Just today I needed to run some software only available in .deb and only on Ubuntu 22.04. So whipped out an old laptop that had Ubuntu installed and ran sudo do-release-upgrade to upgrade to 22.04. boom! GUI gone and the terminal was flooded with weird filesystem errors. I had to spend the whole afternoon reinstalling from scratch.
I would love a Linux daily driver but I've had similar experiences to the above every time I've tried it for the last 15 years.
Yeah I’m talking about Ubuntu being hyper aggressive about upgrading my GPU drivers even after I turn off all auto updates and borking my entire OS install and this happening enough that it’s faster just to make scripts which auto reinstall Ubuntu and all my versioned packages from scratch.
Or non-Ubuntu, software just randomly falling apart after 2 years.
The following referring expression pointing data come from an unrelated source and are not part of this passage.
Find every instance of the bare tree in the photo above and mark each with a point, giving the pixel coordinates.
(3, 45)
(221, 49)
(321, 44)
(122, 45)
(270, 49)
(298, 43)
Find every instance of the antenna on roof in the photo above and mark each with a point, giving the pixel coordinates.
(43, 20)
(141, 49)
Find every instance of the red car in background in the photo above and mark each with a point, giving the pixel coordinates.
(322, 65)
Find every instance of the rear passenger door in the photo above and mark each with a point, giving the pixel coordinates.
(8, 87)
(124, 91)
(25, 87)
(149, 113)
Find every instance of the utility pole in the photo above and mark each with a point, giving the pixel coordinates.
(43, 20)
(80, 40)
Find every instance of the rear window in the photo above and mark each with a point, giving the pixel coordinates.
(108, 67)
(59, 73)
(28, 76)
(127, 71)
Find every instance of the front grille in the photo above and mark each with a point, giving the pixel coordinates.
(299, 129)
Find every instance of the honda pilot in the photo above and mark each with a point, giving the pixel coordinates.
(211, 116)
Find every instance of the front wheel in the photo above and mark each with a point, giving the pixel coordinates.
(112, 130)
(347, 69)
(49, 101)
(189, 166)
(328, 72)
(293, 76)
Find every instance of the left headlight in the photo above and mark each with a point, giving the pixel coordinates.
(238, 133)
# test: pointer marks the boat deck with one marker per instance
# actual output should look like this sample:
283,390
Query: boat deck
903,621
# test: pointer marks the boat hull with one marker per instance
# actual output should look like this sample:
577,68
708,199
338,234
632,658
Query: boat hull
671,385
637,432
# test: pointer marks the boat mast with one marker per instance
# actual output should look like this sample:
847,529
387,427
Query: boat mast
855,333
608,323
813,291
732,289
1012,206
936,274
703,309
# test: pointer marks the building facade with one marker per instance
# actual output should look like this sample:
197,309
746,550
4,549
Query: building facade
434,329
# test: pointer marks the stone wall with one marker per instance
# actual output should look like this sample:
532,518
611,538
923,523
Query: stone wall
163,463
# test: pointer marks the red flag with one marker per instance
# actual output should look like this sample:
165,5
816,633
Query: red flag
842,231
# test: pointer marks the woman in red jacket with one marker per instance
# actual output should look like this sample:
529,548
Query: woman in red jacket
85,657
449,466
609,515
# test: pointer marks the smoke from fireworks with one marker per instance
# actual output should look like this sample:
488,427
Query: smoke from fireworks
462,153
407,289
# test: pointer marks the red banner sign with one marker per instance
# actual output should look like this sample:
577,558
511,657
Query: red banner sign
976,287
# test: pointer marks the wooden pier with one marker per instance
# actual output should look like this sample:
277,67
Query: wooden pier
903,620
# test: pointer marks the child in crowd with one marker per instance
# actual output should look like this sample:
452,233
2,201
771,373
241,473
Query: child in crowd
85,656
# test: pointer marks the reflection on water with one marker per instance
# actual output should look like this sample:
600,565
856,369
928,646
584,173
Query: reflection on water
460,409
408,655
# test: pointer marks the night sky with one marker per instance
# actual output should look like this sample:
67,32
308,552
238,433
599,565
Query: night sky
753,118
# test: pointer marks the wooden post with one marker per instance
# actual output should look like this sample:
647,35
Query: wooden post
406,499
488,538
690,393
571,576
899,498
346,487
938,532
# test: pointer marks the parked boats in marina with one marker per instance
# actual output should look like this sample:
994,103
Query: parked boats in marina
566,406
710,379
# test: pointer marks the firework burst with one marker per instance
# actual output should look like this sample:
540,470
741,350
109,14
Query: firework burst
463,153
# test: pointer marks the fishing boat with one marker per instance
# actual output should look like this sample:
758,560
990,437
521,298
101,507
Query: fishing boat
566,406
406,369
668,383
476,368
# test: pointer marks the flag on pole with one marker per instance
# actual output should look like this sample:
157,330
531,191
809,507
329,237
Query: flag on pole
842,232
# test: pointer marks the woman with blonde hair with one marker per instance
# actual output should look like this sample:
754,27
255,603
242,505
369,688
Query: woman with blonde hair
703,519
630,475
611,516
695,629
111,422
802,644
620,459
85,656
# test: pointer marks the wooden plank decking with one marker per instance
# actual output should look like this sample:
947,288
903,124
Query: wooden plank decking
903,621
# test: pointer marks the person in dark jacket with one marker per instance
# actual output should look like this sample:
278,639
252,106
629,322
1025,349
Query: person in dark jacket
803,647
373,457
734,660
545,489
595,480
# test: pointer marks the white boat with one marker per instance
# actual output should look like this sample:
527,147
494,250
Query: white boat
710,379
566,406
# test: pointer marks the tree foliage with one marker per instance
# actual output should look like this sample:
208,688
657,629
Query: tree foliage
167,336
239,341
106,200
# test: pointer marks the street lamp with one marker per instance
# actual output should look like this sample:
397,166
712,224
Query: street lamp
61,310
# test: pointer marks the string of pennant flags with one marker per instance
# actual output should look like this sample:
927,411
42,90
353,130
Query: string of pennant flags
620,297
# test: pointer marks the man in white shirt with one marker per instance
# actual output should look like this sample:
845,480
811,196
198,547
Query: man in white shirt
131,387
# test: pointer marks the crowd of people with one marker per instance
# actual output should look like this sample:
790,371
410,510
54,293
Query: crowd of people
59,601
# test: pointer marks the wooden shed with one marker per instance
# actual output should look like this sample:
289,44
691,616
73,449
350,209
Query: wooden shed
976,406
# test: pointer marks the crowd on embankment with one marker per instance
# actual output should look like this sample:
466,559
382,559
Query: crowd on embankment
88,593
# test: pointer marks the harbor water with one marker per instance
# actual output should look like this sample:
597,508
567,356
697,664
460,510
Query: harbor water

Like I need a newer kernel for a new Wi-Fi card but then I need a different GPU driver and that’s incompatible with some softwares UI library, so they update that but it has an incompatibility with something else.
Or how Linux still has Wi-Fi 6 totally broken.
Sure, Linux is rock stable if you have a production environment where everything is nailed down. But from an actual daily consumer user point of view it doesn’t feel stable. At all.
I love Linux. I love fixing it when it borks. But my god does it break every week.
The kernel yes, the distros and userspace, not so much. Linux is my go to for hosting, but macOS and Windows are designed to prioritize for the desktop user experience.
Stable?? Linux is a rock of stability, you must mean something else.